“Seward’s Folly” – “Walrussia” – “The New National Ice House”: In commemoration of the 150th anniversary of the purchase of Alaska from Russia, 1867-2017

Exhibit Location: The Joseph Regenstein Library, Second Floor
Exhibit Dates: April 24 – August 1, 2017

Why did Russia sell Alaska? Why did the United States purchase it? And how did the American public and press react to this purchase in 1867, so soon after the end of the Civil War?

WHY SELL? By the end of the 1850s, after its defeat in the Crimean War, Russia’s tsarist government had no further use for the Russian American Company and began searching for a buyer of the colonies in northwest America, preferably not the British, Russia’s greatest rival in the Pacific. By 1863 Russia concluded that the Russian colonies in America were “at a perfect standstill as regards colonization, hunting, trade, and civic development, and that, generally speaking, the Russian American Company has far from justified the expectations which the government had placed in it” (S. B. Okun. The Russian-American Company.
Tr. by Carl Ginzburg. Cambridge: Harvard University Press, 1951: 232-33.)

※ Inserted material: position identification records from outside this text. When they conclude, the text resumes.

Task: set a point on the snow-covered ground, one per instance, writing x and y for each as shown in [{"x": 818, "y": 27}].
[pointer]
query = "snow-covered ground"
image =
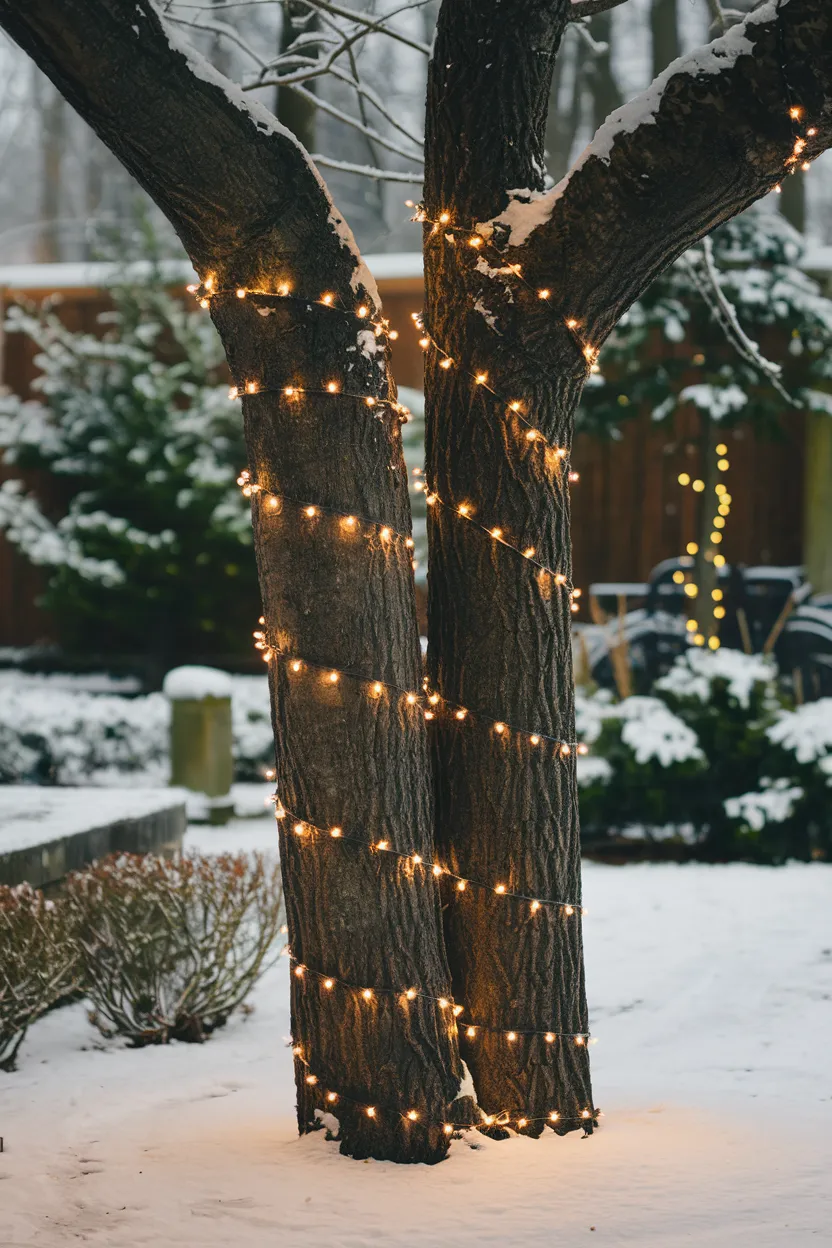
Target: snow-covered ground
[{"x": 711, "y": 996}]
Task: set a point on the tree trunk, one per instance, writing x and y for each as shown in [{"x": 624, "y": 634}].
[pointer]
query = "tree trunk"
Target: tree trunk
[
  {"x": 296, "y": 112},
  {"x": 338, "y": 595},
  {"x": 601, "y": 80},
  {"x": 338, "y": 600},
  {"x": 499, "y": 624},
  {"x": 327, "y": 482}
]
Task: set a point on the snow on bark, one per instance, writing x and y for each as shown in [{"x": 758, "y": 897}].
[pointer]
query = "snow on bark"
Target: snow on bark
[{"x": 528, "y": 209}]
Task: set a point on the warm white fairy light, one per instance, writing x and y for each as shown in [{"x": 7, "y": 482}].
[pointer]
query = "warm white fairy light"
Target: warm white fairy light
[
  {"x": 304, "y": 830},
  {"x": 351, "y": 523}
]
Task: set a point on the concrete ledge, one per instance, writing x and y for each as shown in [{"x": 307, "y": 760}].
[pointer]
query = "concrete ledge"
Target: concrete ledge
[{"x": 45, "y": 833}]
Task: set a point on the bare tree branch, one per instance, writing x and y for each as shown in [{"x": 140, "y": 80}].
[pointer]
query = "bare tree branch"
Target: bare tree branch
[
  {"x": 382, "y": 175},
  {"x": 709, "y": 137},
  {"x": 182, "y": 130},
  {"x": 590, "y": 8}
]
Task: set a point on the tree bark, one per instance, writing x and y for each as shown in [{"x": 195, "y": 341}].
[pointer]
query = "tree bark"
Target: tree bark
[
  {"x": 702, "y": 144},
  {"x": 706, "y": 140},
  {"x": 664, "y": 33},
  {"x": 337, "y": 595},
  {"x": 499, "y": 627},
  {"x": 292, "y": 109}
]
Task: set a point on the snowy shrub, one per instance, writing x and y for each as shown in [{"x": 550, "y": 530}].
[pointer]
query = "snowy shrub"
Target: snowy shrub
[
  {"x": 38, "y": 964},
  {"x": 169, "y": 947},
  {"x": 714, "y": 753},
  {"x": 152, "y": 553},
  {"x": 670, "y": 353},
  {"x": 643, "y": 766},
  {"x": 51, "y": 735}
]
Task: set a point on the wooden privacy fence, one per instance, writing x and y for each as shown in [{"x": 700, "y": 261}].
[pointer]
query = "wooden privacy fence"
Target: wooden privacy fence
[{"x": 629, "y": 511}]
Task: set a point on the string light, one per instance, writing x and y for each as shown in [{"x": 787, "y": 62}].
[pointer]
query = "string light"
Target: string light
[
  {"x": 208, "y": 291},
  {"x": 513, "y": 408},
  {"x": 580, "y": 1038},
  {"x": 314, "y": 511},
  {"x": 467, "y": 511},
  {"x": 309, "y": 831},
  {"x": 295, "y": 392},
  {"x": 519, "y": 1120}
]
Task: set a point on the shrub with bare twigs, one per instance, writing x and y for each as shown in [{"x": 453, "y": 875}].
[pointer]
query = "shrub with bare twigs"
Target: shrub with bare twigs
[
  {"x": 38, "y": 964},
  {"x": 170, "y": 947}
]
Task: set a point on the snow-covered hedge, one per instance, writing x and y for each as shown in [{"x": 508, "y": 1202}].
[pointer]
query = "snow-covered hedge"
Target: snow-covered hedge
[
  {"x": 715, "y": 758},
  {"x": 51, "y": 734}
]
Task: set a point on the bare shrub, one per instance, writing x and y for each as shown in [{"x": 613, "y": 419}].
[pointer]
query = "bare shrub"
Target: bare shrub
[
  {"x": 38, "y": 964},
  {"x": 170, "y": 947}
]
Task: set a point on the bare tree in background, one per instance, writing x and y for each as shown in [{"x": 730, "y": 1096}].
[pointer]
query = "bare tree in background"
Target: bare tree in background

WHY BUY?  William H. Seward, 24th United States Secretary of State (1861-1868), saw the purchase of Alaska as another step in the expansion of the United States in the west, as did Charles Sumner, U.S. Senator from Massachusetts whose 2 1/2 hour speech to the Committee on Foreign Relations presented all of the facts then known about Russian America (i.e. Alaska). He articulated four advantages pertinent to the future interests of the United States: Advantages to the Pacific Coast, Extension of Dominion, Extension of Republican Institutions, and Anticipation of Great Britain.

Although the Treaty to purchase Alaska was ratified by a 37-2 margin, at a cost of $7,200,000, it caused a great deal of pro and con exposition in the nation’s papers, with the purchase being labeled as “Seward’s Folly,” “Icebergia,” “Walrussia,” “The Nation’s Ice House.” It was well into the 20th century before Alaska’s purchase was generally acknowledged to be of great strategic and financial importance.